The recent events of the major wildfire tragedies have brought out the Ideologue boys in pimping Control or Prescribed Burn philosophies which are nothing more than Government looking like they are doing something good in the eyes of their citizens, despite the evidence that Nature doesn't work this way. Hence, justification for prescribed burns are said to be necessary because the Native Americans did it. Or the flawed argument that chaparral needs a regular healthy burn because it can't germinate without it. Both these flawed reasonings are parroted by countless ignorant citizens on all manner of discussion boards because they are conditioned to letting the Authorities do their Natural World thinking and research for them as opposed to actually getting off backsides out and out into the field and finding out for themselves.
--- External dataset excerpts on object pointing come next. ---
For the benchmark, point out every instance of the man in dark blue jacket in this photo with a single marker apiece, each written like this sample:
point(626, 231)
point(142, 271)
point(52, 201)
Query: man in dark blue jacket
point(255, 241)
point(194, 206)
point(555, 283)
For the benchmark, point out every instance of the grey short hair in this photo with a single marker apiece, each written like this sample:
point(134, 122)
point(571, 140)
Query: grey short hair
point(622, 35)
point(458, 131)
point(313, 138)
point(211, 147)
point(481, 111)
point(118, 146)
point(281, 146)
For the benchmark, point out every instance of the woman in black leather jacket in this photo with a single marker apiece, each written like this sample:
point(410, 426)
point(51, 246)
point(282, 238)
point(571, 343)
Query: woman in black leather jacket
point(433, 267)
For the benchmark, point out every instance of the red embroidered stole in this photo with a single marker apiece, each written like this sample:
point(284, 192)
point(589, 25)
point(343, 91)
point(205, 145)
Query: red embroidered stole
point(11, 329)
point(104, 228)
Such strategy by Authorities is nothing new. When Christendom ruled europe for Centuries with an iron fist this was done very effectively for Centuries by indoctrinating parishioners not to question their Authority. So it should not come as a surprise when today's Secular Authorities employ the same information control tactic. You've heard the expression, "If it's not broken why fix it" ? Rulership never changes, just the change of garb. Especially with this latest "Mountain fire" in the San Jacinto Mountains above Palm Springs California have many well known ignorant statements been made by people promoting themselves as the infallible authority. Two main ones come to mind. Recent comments by supposed Fire Ecologist Richard Minnich who says old growth vegetation is a bad thing[see Chaparral Insitute's commentary below] and Politician Harry Reed who had this to say below:
"Reid said the government should be spending “a lot more” on fire prevention, echoing elected officials who say the Forest Service should move more aggressively to remove brush and undergrowth that turn small fires into huge ones."
|Image - Mine|
Cuyamaca Cypress & it's
Chamise Nurse Plant
"The gullible believe anything they’re told; the prudent sift and weigh every word. Foolish dreamers live in a world of illusion; wise realists plant their feet on the ground."